The Florida Supreme Court hands the gun owners a victory.
U.S.A. –-(AmmoLand.com)- In a 4-1 ruling, the Florida Supreme Court handed a stinging defeat to the gun prohibition lobby by declaring a proposed state constitutional amendment that would have banned possession of so-called “assault weapons” did not meet requirements to be placed on the ballot.
It was a victory for the National Rifle Association, Unified Sportsmen of Florida, National Shooting Sports Foundation and other rights groups.
The ballot summary for the “Ban Assault Weapons NOW” initiative, according to the state high court, “is misleading and does not comply with…Florida Statutes. Accordingly, this Initiative cannot be placed on the ballot.”
According to the Orlando Weekly, the measure was also opposed by Florida Attorney General Ashley Moody. The measure was supported by gun prohibition lobbying groups including the Brady Campaign, plus several cities in South Florida, the newspaper said.
The court majority included Chief Justice Charles Canady and justices Ricky Polston, Alan Lawson and Carlos Muniz. A dissenting opinion was written by Associate Justice Jorge Labarga.
Marion Hammer, a past NRA president and currently executive director of the Unified Sportsmen’s group, said in a prepared statement, “The Florida Supreme Court agreed with our contention that the ballot summary was deceptive and would mislead voters.”
She called it a “great victory for Florida’s law-abiding gun owners.”

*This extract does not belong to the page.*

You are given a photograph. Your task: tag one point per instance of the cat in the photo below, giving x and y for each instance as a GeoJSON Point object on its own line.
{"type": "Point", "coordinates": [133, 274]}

“The ballot initiative contained deceptive language to fool Florida voters in an attempt to ban millions of legal, commonly used firearms and shut down legitimate businesses all around Florida,” Hammer said. “Supporters of the gun ban initiative used deceptive language to try to trick voters into supporting their gun ban claiming it would do one thing while knowing it would do much more.”
The majority opinion was not kind to the ballot summary.
“While the ballot summary purports to exempt registered assault weapons lawfully possessed prior to the Initiative’s effective date,” the majority opinion explains, “the Initiative does not categorically exempt the assault weapon, only the current owner’s possession of that assault weapon. The ballot summary is therefore affirmatively misleading.”
One page later, the court notes in its nine-page decision, “The ballot summary informs voters that registered assault weapons lawfully possessed prior to the Initiative’s effective date are exempt from the scope of the Initiative altogether, which misleads voters to believe that any lawfully possessed assault weapons will continue to remain lawful. However, the Initiative contemplates the eventual criminalization of the possession of assault weapons, even if the assault weapon itself was lawfully possessed and registered prior to the Initiative’s effective date. As the Opponents argue, if an individual registers and attests to lawful possession of an assault weapon, and then lends, gifts, or leaves in a will that assault weapon to a family member or friend, then that family member or friend would be in criminal violation of the Initiative—a felony offense.”
Hammer told AmmoLand News that if the measure had gotten to the ballot and actually passed, it would have essentially banned every semi-auto rifle in the country, including popular rimfire models such as the Ruger 10/22.
According to Larry Keane, senior vice president and general counsel at NSSF, backers of the initiative now have a certain time period during which they can ask the Florida court to reconsider. Neither he, nor Hammer, expect the court to grant a motion for reconsideration, but in the event that might happen, Thursday’s ruling would be on hold pending the court’s reconsideration.
“On behalf of our industry members in Florida we are thankful the Florida Supreme Court rejected the Mayor Bloomberg-funded deceptive and misleading effort ballot initiative to ban state-wide the lawful sale of virtually all semi-automatic firearms in the state to law abiding Floridians after of background check,” Keane told AmmoLand in an email statement.
Florida is not the first place gun control proponents have pushed initiatives affecting the ownership of semi-autos. Washington State anti-gunners successfully ran Initiative 1639 in 2018, inventing a class of firearms now identified as “semiautomatic assault rifles.” The text of that measure defines such weapons as “any rifle which utilizes a portion of the energy of a firing cartridge to extract the fired cartridge case and chamber the next round, and which requires a separate pull of the trigger to fire each cartridge.”
This effectively applies to every self-loading rifle, centerfire or rimfire, that has ever been manufactured. Even Spokane County Sheriff Ozzie Knezovich, during the campaign and after the measure passed, said there is no such firearm as a “semiautomatic assault rifle.” The term, he said, applies to a gun that does not exist.
Provisions of I-1639 are currently being challenged in U.S. District Court in Tacoma, Wash., by NRA and the Second Amendment Foundation.
Not surprisingly, after I-1639 passed, many Washington residents were suddenly surprised they couldn’t just walk into a gun store and purchase a modern sporting rifle, or any semi-auto rifle.
There is now a ten-day waiting period, the purchaser must provide proof that he/she has taken a firearms safety course during the previous five years, the guns are registered and sales of semi-auto rifles of any kind to anyone under age 21 are prohibited.